Вслед кувырком - Пол Уиткавер
Шрифт:
Интервал:
Закладка:
Снаружи мечутся тени от скользящей двери, извиваются на ветру и резко меняются от вспышек молний, и в каждой темной форме заключена какая-то другая. Грохот прибоя мешается с рычанием грома, дом потрескивает и стонет самыми глубокими бревнами. Где-то собирается волна.
В кухне, не включая свет, Джек звонит по телефону. Он говорит спокойно и отчетливо, зная точно, что сказать, как сделать свои слова как можно более весомыми. Отчасти он жалеет, что так выходит, но ставка, – жизнь Джилли. И чтобы ее защитить, он должен сделать все, что потребуется. Он должен знать, кто из них враг, а это единственный способ, который ему удалось придумать, чтобы выяснить.
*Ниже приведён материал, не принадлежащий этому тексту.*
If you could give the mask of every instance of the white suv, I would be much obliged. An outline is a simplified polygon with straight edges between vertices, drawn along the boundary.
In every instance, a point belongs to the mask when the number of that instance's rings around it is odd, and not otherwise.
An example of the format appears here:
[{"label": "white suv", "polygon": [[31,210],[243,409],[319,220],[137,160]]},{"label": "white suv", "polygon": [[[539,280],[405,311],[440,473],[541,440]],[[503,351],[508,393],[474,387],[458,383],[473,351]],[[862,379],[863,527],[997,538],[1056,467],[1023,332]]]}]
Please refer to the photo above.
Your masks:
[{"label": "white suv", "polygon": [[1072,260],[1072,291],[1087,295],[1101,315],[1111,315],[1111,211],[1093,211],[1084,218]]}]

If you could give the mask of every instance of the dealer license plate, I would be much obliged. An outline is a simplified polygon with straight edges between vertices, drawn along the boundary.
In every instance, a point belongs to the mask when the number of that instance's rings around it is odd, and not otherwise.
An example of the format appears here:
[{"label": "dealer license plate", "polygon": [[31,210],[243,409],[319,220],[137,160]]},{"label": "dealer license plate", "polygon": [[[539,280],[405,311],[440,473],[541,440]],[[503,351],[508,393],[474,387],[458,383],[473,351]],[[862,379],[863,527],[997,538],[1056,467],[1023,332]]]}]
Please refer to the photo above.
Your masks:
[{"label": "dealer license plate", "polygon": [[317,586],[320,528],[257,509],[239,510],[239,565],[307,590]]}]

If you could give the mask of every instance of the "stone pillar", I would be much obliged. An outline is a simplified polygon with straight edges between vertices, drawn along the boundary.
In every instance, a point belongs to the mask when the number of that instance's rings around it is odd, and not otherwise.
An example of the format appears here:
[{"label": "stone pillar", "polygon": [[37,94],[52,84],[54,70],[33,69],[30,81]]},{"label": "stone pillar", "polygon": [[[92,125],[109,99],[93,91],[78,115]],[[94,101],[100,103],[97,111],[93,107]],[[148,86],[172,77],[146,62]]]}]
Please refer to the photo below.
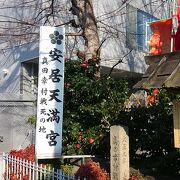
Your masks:
[{"label": "stone pillar", "polygon": [[129,136],[128,128],[111,126],[110,128],[111,180],[129,179]]}]

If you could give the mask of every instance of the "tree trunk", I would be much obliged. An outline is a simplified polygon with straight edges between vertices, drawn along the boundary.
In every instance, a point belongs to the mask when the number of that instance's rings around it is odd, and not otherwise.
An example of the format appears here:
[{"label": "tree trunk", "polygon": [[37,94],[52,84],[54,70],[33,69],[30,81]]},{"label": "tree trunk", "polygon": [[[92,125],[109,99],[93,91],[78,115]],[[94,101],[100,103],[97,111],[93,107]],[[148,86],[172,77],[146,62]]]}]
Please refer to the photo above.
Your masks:
[{"label": "tree trunk", "polygon": [[96,60],[99,57],[99,36],[94,16],[92,0],[71,0],[71,11],[78,17],[85,41],[86,59]]}]

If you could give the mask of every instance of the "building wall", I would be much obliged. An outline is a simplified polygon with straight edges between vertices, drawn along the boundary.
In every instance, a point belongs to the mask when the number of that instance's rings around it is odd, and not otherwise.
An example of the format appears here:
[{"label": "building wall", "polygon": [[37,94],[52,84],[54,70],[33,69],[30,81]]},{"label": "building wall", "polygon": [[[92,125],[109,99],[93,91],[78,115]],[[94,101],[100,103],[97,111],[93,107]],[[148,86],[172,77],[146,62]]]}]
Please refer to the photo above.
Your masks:
[{"label": "building wall", "polygon": [[[1,21],[0,27],[6,36],[0,38],[0,152],[9,151],[10,149],[18,149],[21,146],[26,146],[33,142],[32,133],[33,127],[27,125],[27,119],[30,115],[36,114],[34,110],[34,92],[32,92],[31,77],[23,63],[36,59],[38,61],[38,35],[33,33],[39,32],[40,24],[31,29],[24,29],[24,26],[16,24],[14,26],[10,21],[19,19],[27,20],[34,17],[37,19],[40,9],[37,7],[22,9],[21,5],[24,0],[7,0],[0,2],[1,7],[13,6],[13,8],[2,8],[0,12]],[[28,2],[28,1],[27,1]],[[38,4],[39,1],[34,1]],[[57,7],[59,15],[57,21],[59,23],[66,22],[74,18],[69,12],[71,7],[70,0],[59,0]],[[126,29],[127,29],[127,14],[126,3],[153,14],[159,18],[167,18],[168,12],[163,8],[168,3],[164,2],[164,6],[159,3],[163,1],[156,1],[153,6],[150,6],[151,0],[94,0],[94,10],[98,21],[100,41],[105,42],[101,48],[101,66],[107,69],[106,73],[123,58],[122,63],[116,66],[116,76],[130,75],[134,77],[145,72],[146,64],[144,62],[145,52],[133,49],[131,52],[126,46]],[[62,6],[62,7],[61,7]],[[60,11],[64,8],[64,11]],[[45,12],[47,13],[47,12]],[[160,15],[160,16],[159,16]],[[11,17],[11,18],[10,18]],[[15,19],[13,19],[15,18]],[[51,24],[52,26],[54,24]],[[27,39],[20,38],[17,40],[15,36],[20,29],[21,34],[29,32]],[[12,30],[13,33],[12,34]],[[17,30],[17,31],[16,31]],[[67,32],[74,31],[70,26],[66,27]],[[74,42],[78,42],[75,44]],[[74,46],[75,44],[75,46]],[[72,58],[78,48],[82,48],[83,39],[80,37],[67,37],[66,49],[67,58]],[[32,94],[31,94],[32,93]],[[32,96],[31,96],[32,95]],[[28,101],[28,103],[27,103]]]}]

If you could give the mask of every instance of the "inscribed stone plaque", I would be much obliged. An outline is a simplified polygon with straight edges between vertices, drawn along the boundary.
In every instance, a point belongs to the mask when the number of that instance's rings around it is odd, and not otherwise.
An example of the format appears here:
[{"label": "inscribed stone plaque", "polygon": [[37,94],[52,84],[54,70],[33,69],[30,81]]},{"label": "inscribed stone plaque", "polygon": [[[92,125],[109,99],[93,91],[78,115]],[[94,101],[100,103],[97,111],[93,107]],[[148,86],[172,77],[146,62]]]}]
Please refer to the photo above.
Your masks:
[{"label": "inscribed stone plaque", "polygon": [[128,128],[111,126],[111,180],[129,179],[129,136]]}]

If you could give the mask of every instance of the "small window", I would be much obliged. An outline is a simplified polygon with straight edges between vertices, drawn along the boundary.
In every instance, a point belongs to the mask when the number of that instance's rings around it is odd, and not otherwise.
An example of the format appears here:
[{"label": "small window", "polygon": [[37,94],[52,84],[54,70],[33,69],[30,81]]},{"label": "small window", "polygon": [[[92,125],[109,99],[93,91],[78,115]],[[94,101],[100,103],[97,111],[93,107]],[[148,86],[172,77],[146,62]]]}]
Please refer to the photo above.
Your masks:
[{"label": "small window", "polygon": [[136,49],[145,52],[149,51],[148,42],[151,37],[151,29],[149,24],[157,20],[157,18],[147,12],[144,12],[130,5],[127,5],[126,8],[127,47],[130,49]]}]

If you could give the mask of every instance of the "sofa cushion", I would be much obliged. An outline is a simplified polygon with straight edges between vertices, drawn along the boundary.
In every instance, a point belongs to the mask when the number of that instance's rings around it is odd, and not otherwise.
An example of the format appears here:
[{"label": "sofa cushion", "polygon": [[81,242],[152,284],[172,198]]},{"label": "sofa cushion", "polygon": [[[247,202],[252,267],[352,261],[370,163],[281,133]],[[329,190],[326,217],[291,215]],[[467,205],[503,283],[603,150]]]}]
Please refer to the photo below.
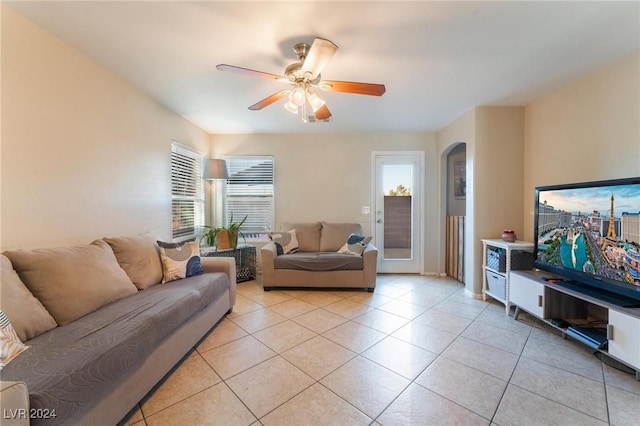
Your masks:
[{"label": "sofa cushion", "polygon": [[320,251],[320,222],[314,223],[283,223],[282,230],[296,230],[298,247],[300,251],[317,252]]},{"label": "sofa cushion", "polygon": [[359,223],[322,222],[319,251],[338,251],[351,234],[361,234]]},{"label": "sofa cushion", "polygon": [[364,253],[364,249],[367,247],[367,244],[369,244],[370,241],[371,237],[351,234],[349,235],[347,242],[345,242],[344,245],[340,247],[338,253],[362,256],[362,253]]},{"label": "sofa cushion", "polygon": [[301,271],[344,271],[361,270],[362,256],[341,253],[293,253],[274,259],[275,269],[296,269]]},{"label": "sofa cushion", "polygon": [[296,253],[300,250],[295,229],[283,232],[270,232],[269,239],[276,245],[278,255]]},{"label": "sofa cushion", "polygon": [[25,342],[57,327],[51,314],[33,297],[5,255],[0,255],[0,269],[0,310],[7,314],[20,340]]},{"label": "sofa cushion", "polygon": [[163,283],[204,273],[200,263],[200,246],[197,242],[165,243],[158,241],[158,246],[160,246]]},{"label": "sofa cushion", "polygon": [[0,311],[0,370],[27,349],[29,346],[20,341],[7,315]]},{"label": "sofa cushion", "polygon": [[74,247],[7,251],[5,255],[59,325],[137,291],[102,240]]},{"label": "sofa cushion", "polygon": [[130,237],[103,238],[111,246],[131,282],[140,290],[162,281],[160,250],[155,235],[147,232]]}]

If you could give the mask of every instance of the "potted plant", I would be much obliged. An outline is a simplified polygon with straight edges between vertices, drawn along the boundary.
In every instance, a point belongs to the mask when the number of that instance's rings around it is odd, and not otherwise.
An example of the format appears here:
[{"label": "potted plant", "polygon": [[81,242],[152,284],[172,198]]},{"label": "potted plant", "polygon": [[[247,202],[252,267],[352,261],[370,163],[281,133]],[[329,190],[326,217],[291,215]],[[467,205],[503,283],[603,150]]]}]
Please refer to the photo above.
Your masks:
[{"label": "potted plant", "polygon": [[200,237],[200,243],[202,240],[207,240],[207,245],[211,247],[215,247],[216,250],[225,250],[225,249],[235,249],[238,247],[238,235],[242,236],[242,239],[246,239],[242,231],[240,231],[240,227],[246,222],[248,216],[245,216],[240,222],[233,221],[233,213],[231,213],[231,219],[229,220],[229,225],[227,226],[208,226],[205,225],[204,228],[207,229],[202,237]]}]

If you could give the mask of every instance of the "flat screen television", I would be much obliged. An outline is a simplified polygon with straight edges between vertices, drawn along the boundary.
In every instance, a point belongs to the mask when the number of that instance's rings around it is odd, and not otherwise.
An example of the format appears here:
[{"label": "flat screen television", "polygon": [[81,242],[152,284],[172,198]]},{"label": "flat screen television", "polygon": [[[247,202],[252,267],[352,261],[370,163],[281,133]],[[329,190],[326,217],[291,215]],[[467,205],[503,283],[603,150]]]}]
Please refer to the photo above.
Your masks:
[{"label": "flat screen television", "polygon": [[537,187],[534,266],[560,285],[640,306],[640,177]]}]

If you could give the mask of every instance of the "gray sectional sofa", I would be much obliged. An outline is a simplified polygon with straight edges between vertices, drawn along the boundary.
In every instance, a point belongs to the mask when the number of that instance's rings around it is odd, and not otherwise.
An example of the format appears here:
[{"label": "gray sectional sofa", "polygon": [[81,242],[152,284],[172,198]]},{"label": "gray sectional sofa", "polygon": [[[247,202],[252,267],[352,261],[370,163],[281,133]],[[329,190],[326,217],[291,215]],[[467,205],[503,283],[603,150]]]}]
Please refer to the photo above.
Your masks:
[{"label": "gray sectional sofa", "polygon": [[[298,250],[280,253],[275,242],[262,247],[262,282],[272,287],[364,288],[376,286],[378,249],[367,242],[361,255],[341,253],[350,235],[361,235],[359,223],[285,223],[295,231]],[[366,241],[366,240],[365,240]],[[285,250],[286,251],[286,250]]]},{"label": "gray sectional sofa", "polygon": [[201,265],[161,283],[148,234],[5,252],[0,306],[30,347],[0,373],[3,425],[117,424],[233,308],[234,259]]}]

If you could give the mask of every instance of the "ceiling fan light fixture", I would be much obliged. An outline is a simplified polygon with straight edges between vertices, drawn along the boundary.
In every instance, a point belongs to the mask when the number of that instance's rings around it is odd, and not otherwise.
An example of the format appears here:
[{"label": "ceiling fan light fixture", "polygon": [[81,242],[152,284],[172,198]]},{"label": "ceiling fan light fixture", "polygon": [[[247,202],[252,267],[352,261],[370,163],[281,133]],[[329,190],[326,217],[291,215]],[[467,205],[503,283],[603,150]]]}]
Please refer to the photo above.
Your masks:
[{"label": "ceiling fan light fixture", "polygon": [[307,100],[313,112],[318,111],[326,103],[317,93],[311,91],[307,94]]},{"label": "ceiling fan light fixture", "polygon": [[296,106],[302,106],[306,102],[306,94],[304,88],[297,86],[289,92],[289,102]]}]

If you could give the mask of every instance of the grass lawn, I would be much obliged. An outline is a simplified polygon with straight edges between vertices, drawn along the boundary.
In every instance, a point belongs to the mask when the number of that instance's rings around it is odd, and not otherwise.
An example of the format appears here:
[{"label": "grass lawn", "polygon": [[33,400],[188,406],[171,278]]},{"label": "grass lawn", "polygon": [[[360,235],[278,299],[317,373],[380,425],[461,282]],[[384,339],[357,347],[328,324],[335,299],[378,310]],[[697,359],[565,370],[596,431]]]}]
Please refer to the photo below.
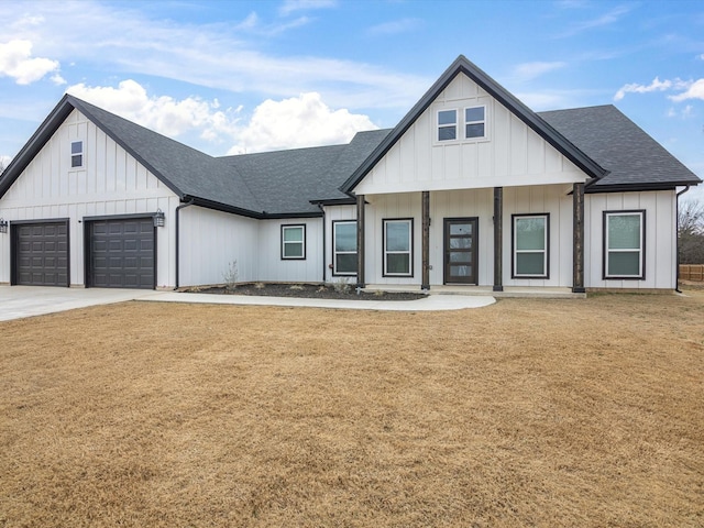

И кости подтвердили. Голос на другом конце линии, женский, что-то спрашивает, но он уже не обращает внимания.
– Просто приезжайте.
Он вешает трубку.
– С кем ты говоришь? – спрашивает из-за спины дядя Джимми.
Он поворачивается. Дядя Джимми входит из скользящей двери, приближается – тень среди теней.
– Что тут происходит? С кем… – Он отшатывается, глаза у него лезут на лоб. – Что за твою мать? Господи, Джек!
Быстрее мысли он бросается вперед, рука описывает в воздухе полосу. Что-то теплое брызжет в лицо, на грудь. А потом дядя Джимми лежит на полу. Смотрит вопросительно вверх, и руки прижаты к горлу, будто он сам себя душит. А кровь продолжает вытекать толчками. Сперва Джеку кажется, что он слышит ее шум, как шум реки, но потом, когда звук прекращается, понимает, что это был дождь снаружи.
Он не знает, течет ли у него из носа кровь, потому что на лице и на руке крови и без того много. И бритва снова в руке, хотя он не помнит, как ее взял. Но понятно: это сделал Чеглок. И это Чеглок направил его руку таким быстрым и отработанным смертоносным движением.
Кровь капает с конца лезвия в лужицу на полу, будто звучат идущие секунды. Грудь горит. Джек закрывает глаза, судорожно вдыхает воздух и открывает снова. Мир не изменился – то есть изменился, но лишь обычным способом, вместе с ходом времени, которое что-то несет вперед, что-то оставляет позади, не объясняя свой выбор. В немигающих глазах дяди Джимми остался только тот свет, что бросает туда лампа на крыльце, простой и мертвый, как отражение луны в сброшенных темных очках. Выходит, что Джек подозревал не того. Но в этой игре всегда есть риск. Кроме того, сам Холмс согласился бы, что исключить подозрение бывает не менее полезно, чем его подтвердить. И все это не навсегда. Джилли все исправит, сделает даже лучше, чем было.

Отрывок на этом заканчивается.